Quand Michelin a fait de lui son sommelier de l’année en janvier dernier, Albert Malongo Ngimbi n’imaginait pas que ce titre le conduirait quelques mois plus tard au palais de l’Élysée. Car sans ce coup de projecteur, il en est certain, les responsables de l’organisation du grand débat sur le thème des diasporas africaines ne l’auraient jamais sollicité. « Ils ont appelé au restaurant pour m’inviter à rejoindre les 400 personnalités issues de tous les horizons, du football avec Lilian Thuram au rap avec Abd al Malik. Des gens qui comme moi, par mon père congolais, ont tous des origines africaines. »

Ce jeudi 11 juillet, Albert Malongo Ngimbi a donc franchi le porche du palais présidentiel pour rejoindre l’une des salles de réception où Emmanuel Macron et son homologue ghanéen Nana Akufo-Addo étaient avant tout à l’écoute. Car la France a bien conscience que son image est écornée auprès de populations d’origine africaine mal à l’aise face à certaines évolutions de sa société. « Plusieurs invités se sont exprimés pour donner leur vision de l’Afrique et la perception de leur place en France. Et comme il s’agissait d’un débat, les Présidents ont répondu. Mais je crois avant tout qu’il s’agissait pour eux de comprendre les attentes d’une population qui veut évoluer ici.. Cet intérêt porté au peuple africain par M. Macron souligne que le pays a besoin de nous et qu’il ne faut pas être négligé en raison de sa couleur de peau… »

Acteur d’un projet au Sénégal

Des gens qui ont trouvé leur place dans l’Hexagone sans pour autant couper avec leurs racines même si, comme le sommelier, beaucoup n’ont encore jamais mis les pieds sur le continent africain. « La préparation de cette journée à l’Élysée m’a obligé à approfondir un peu plus mes connaissances sur notre histoire familiale. Et bien entendu j’ai très envie d’aller au Congo avec mon père pour partager les souvenirs qu’il a là-bas et découvrir mes racines. Tout comme je souhaite accompagner ma maman en Martinique, sa terre natale. »

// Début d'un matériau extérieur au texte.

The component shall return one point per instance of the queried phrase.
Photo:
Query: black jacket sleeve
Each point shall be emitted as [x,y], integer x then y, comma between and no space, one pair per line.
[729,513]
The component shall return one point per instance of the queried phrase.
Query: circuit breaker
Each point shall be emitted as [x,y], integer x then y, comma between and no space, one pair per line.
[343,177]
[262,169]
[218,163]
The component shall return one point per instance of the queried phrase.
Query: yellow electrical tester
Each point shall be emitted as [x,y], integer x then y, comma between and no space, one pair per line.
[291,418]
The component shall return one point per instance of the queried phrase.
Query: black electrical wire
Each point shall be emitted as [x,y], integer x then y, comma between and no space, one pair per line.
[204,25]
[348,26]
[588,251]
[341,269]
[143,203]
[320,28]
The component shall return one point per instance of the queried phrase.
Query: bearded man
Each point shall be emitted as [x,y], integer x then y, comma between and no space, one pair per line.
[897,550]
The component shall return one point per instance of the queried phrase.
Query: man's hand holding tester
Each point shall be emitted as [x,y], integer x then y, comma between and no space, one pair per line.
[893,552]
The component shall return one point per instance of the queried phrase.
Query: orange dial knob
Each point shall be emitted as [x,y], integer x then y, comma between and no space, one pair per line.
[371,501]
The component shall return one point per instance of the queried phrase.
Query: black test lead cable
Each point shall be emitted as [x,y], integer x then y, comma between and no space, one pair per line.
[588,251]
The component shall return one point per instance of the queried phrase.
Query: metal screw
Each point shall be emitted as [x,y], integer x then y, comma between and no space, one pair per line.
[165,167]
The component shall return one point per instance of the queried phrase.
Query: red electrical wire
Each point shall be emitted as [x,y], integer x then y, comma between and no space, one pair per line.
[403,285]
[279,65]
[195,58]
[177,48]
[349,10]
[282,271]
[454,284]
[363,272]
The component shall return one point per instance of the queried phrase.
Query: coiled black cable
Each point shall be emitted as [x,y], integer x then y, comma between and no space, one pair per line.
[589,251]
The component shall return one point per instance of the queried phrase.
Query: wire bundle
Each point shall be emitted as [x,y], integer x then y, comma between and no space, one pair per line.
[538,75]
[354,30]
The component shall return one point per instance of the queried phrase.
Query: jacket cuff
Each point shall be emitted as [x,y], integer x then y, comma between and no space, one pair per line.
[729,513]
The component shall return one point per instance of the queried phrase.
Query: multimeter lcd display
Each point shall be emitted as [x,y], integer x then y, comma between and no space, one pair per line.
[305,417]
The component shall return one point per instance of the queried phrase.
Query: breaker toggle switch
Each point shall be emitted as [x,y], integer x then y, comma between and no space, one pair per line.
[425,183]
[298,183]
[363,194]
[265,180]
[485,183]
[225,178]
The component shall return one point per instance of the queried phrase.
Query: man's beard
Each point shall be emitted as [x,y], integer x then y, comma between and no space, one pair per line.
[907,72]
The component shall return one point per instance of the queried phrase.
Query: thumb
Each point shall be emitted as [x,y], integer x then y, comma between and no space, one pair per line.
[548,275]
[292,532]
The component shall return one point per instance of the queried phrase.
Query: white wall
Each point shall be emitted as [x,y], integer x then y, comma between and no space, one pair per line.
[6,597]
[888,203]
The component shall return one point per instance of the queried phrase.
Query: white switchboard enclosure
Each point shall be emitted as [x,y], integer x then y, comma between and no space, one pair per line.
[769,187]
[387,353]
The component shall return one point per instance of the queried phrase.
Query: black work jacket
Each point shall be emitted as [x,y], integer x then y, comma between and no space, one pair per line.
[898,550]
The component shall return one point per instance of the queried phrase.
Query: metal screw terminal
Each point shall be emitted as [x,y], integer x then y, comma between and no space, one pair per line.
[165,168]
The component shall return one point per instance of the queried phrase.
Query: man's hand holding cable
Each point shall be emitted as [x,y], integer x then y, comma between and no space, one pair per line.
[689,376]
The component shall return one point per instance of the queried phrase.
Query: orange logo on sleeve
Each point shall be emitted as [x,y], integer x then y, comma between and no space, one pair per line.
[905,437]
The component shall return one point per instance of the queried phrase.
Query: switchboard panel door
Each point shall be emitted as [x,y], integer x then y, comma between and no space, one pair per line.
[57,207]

Mais avant le Congo, c’est le Sénégal qui devrait l’accueillir début 2020 sans doute. « Avec quelques autres professionnels de la restauration nous soutenons un ami qui a construit un hôtel de 22 chambres, L’Ecrin, et qui achève l’aménagement d’un restaurant. A ses côtés, notre but est de partager un savoir-faire. »

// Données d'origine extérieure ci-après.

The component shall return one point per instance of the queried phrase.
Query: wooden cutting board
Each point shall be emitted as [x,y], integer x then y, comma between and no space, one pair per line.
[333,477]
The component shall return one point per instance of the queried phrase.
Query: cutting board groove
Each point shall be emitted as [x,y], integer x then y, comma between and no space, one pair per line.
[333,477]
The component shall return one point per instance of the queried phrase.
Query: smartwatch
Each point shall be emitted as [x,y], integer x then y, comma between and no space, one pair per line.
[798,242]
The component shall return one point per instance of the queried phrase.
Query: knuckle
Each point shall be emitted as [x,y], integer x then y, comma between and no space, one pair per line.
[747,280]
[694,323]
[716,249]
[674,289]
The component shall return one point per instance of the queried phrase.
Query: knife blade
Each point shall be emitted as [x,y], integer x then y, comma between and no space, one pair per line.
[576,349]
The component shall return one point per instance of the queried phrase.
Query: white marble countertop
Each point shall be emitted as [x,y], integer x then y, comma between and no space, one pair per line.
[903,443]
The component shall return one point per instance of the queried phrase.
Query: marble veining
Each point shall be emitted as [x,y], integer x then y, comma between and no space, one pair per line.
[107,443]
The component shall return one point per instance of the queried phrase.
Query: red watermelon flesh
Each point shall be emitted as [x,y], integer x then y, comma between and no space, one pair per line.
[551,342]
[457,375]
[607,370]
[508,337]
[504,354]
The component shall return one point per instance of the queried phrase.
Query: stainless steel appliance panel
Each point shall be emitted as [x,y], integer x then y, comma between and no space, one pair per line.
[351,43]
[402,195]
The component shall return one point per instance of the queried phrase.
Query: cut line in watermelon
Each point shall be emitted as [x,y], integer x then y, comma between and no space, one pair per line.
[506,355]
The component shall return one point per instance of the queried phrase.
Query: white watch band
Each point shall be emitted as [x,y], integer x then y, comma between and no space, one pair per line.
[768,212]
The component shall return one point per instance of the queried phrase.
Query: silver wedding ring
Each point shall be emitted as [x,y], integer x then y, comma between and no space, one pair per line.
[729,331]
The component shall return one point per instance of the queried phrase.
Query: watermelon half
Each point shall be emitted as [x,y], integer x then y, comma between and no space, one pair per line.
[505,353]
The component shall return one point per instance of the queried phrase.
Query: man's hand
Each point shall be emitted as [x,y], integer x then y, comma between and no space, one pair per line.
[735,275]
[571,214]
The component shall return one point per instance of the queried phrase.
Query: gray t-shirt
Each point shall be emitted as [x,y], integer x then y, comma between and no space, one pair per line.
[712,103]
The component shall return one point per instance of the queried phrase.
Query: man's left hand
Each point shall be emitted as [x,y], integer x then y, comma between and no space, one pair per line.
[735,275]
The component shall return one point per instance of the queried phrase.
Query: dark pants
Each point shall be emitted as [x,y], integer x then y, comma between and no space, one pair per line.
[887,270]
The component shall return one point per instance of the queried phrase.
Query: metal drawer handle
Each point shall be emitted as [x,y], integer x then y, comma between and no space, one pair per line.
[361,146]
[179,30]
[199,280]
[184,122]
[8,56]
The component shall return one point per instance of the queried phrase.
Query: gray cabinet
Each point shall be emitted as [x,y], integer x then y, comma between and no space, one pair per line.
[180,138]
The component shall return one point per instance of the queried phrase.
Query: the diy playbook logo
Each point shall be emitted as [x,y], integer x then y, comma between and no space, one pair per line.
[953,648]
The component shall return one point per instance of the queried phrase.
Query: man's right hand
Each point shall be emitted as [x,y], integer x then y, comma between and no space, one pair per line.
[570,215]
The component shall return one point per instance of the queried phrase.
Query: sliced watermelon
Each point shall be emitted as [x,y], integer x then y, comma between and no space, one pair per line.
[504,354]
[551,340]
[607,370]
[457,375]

Les voyages autour du vin le passionnent avec une démarche similaire à celle qu’il peut mener sur ses origines familiales. « Pour comprendre un vin, il est essentiel de connaître l’homme qui le produit, son histoire et surtout le terroir qu’il travaille. Après cinq ans à Narbonne, je ressens cette envie de m’ouvrir au monde et d’élargir mes connaissances », conclut Albert Malongo Ngimbi. Dans un an, à l’occasion Saison Africa 2020, il pourrait être invité à Bordeaux et en profiter, comme à Paris, pour rencontrer notamment d’autres conseillers d’états africains.